Segro, originally founded as Slough Estates in 1920, has transformed over a century from a single-site property company managing the Slough Trading Estate into Europe's leading owner-manager of modern warehouses and industrial properties. The company's portfolio spans the UK and continental Europe, with a particular focus on logistics and distribution centers serving the e-commerce industry. In recent years, Segro has also become a major player in the data center space, repurposing industrial land for AI and cloud computing infrastructure — one of the fastest-growing segments in commercial real estate. The bid from Prologis, a US-based real estate investment trust (REIT) that is the world's largest owner of industrial real estate, is part of a broader pattern of US companies acquiring UK-listed firms at prices that many UK investors consider too low. The easyJet bid mentioned by Pratley is another prominent example of this trend, where US suitors have targeted UK companies they believe are trading below their intrinsic value.
The Segro bid highlights a growing concern in UK financial circles about the vulnerability of British companies to foreign takeovers at bargain prices, driven by the persistent valuation gap between UK-listed stocks and their US counterparts. If successful, the acquisition would remove one of the UK's premier real estate companies from the London market, reducing the FTSE's sector diversity. The bid also underscores the immense strategic value of logistics and data center real estate in the AI era, suggesting that UK commercial property may be significantly undervalued by the market relative to its future potential in powering the digital economy.
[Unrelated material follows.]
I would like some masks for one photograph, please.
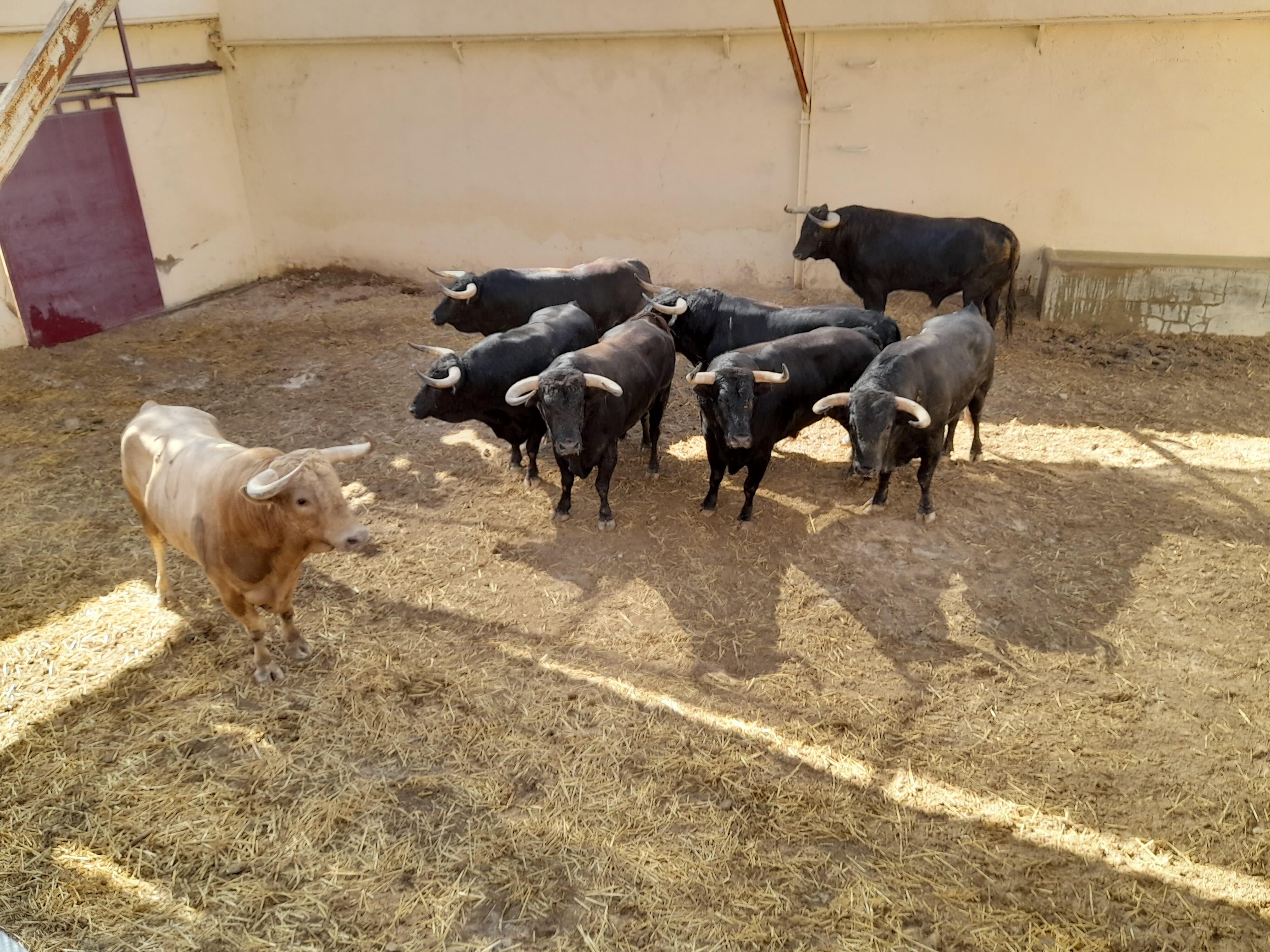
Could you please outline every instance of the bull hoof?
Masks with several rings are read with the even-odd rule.
[[[282,654],[284,654],[292,661],[304,661],[306,658],[312,656],[312,652],[314,652],[312,645],[310,645],[304,638],[296,638],[295,641],[290,642],[284,649],[282,649]]]
[[[282,678],[283,678],[282,669],[278,668],[278,665],[276,665],[273,661],[269,661],[269,664],[260,665],[259,668],[255,669],[255,679],[260,684],[272,684],[273,682],[282,680]]]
Segro, the UK's largest commercial property landlord listed on the London Stock Exchange, rejected a £12.6 billion takeover bid from US rival Prologis. The approach valued Segro at 925p per share, a price its board dismissed as "a long way short of Segro's own views on value." The bid comes amidst a wave of US corporate interest in undervalued UK assets, following similar takeover attempts targeting easyJet and other FTSE-listed companies. In his commentary for The Guardian, financial columnist Nils Pratley argues that Segro's board should hold out for a much higher price, emphasizing that the company's portfolio of warehouses and logistics centers has significant growth potential — particularly from the booming demand for data centers, AI infrastructure, and e-commerce logistics facilities. Pratley notes that 925p per share is merely equal to the net asset value of the properties, offering no premium for Segro's development pipeline, management expertise, or the strategic value of its land bank for data center construction. The bid is framed as another example of American companies exploiting what many see as the systematic undervaluation of UK companies on the London Stock Exchange.
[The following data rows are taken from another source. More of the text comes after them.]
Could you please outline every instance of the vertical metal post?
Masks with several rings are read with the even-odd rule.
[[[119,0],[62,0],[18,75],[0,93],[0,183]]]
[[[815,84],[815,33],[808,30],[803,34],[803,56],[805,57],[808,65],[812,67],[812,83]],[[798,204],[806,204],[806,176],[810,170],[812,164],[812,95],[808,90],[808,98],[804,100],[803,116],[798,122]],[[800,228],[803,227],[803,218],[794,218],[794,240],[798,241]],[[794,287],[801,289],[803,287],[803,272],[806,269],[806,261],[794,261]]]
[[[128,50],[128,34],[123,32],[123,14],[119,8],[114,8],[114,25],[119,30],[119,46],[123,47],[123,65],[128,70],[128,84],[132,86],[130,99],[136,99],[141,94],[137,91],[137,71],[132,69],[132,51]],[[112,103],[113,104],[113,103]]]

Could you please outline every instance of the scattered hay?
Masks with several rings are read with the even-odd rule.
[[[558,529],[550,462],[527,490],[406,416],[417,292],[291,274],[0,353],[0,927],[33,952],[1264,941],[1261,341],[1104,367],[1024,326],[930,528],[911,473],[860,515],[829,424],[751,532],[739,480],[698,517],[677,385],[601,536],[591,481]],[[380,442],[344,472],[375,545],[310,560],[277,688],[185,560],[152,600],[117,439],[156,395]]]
Segro, originally founded as Slough Estates in 1920, has transformed over a century from a single-site property company managing the Slough Trading Estate into Europe's leading owner-manager of modern warehouses and industrial properties. The company's portfolio spans the UK and continental Europe, with a particular focus on logistics and distribution centers serving the e-commerce industry. In recent years, Segro has also become a major player in the data center space, repurposing industrial land for AI and cloud computing infrastructure — one of the fastest-growing segments in commercial real estate. The bid from Prologis, a US-based real estate investment trust (REIT) that is the world's largest owner of industrial real estate, is part of a broader pattern of US companies acquiring UK-listed firms at prices that many UK investors consider too low. The easyJet bid mentioned by Pratley is another prominent example of this trend, where US suitors have targeted UK companies they believe are trading below their intrinsic value.
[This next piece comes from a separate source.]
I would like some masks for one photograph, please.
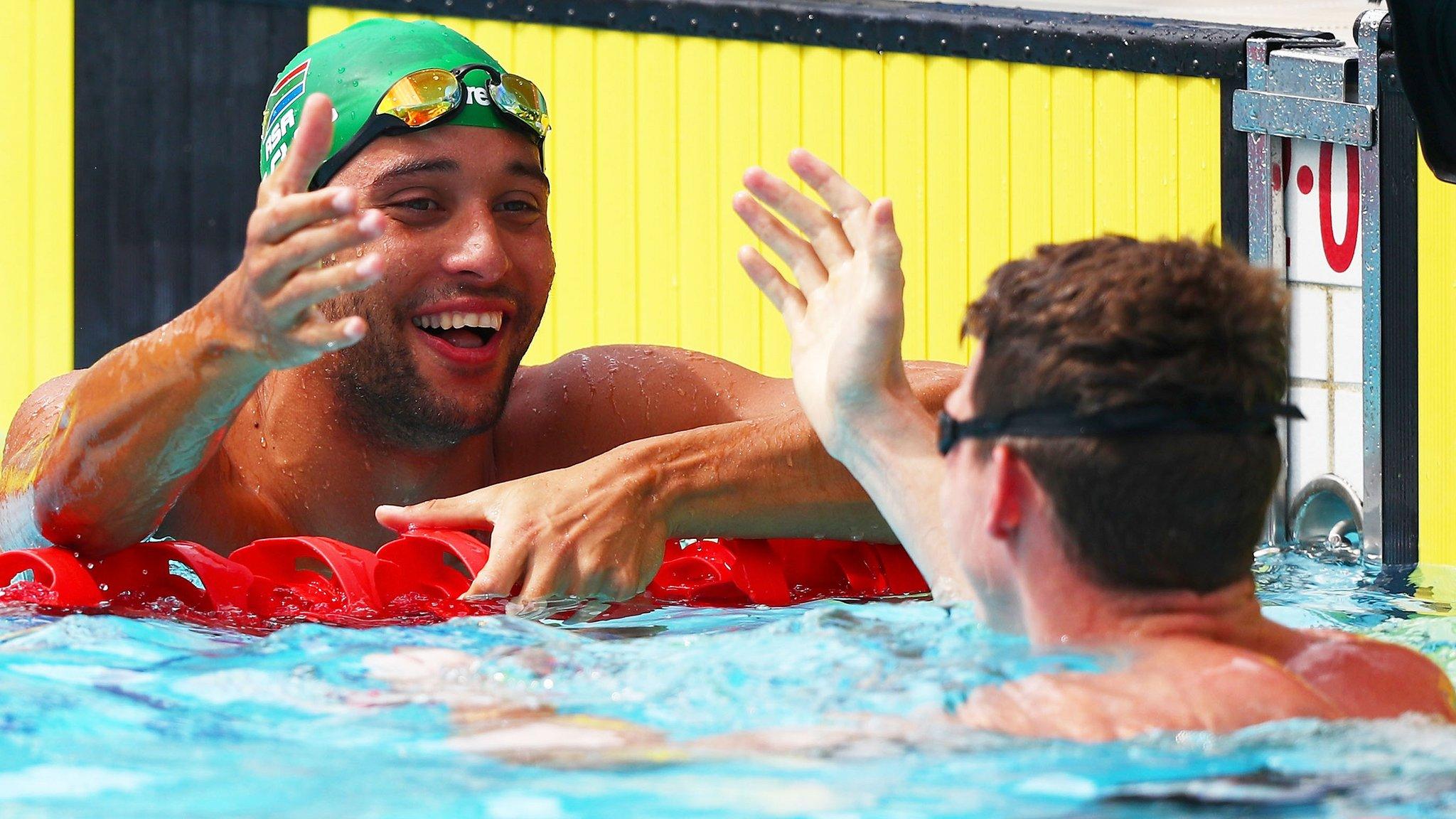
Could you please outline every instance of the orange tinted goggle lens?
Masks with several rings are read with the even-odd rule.
[[[411,128],[428,125],[460,105],[460,80],[450,71],[424,68],[405,74],[376,108],[377,114],[389,114]]]
[[[517,74],[501,74],[501,82],[491,86],[491,99],[501,111],[526,122],[540,136],[550,131],[550,114],[546,112],[546,98],[536,83]]]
The Segro bid highlights a growing concern in UK financial circles about the vulnerability of British companies to foreign takeovers at bargain prices, driven by the persistent valuation gap between UK-listed stocks and their US counterparts. If successful, the acquisition would remove one of the UK's premier real estate companies from the London market, reducing the FTSE's sector diversity. The bid also underscores the immense strategic value of logistics and data center real estate in the AI era, suggesting that UK commercial property may be significantly undervalued by the market relative to its future potential in powering the digital economy.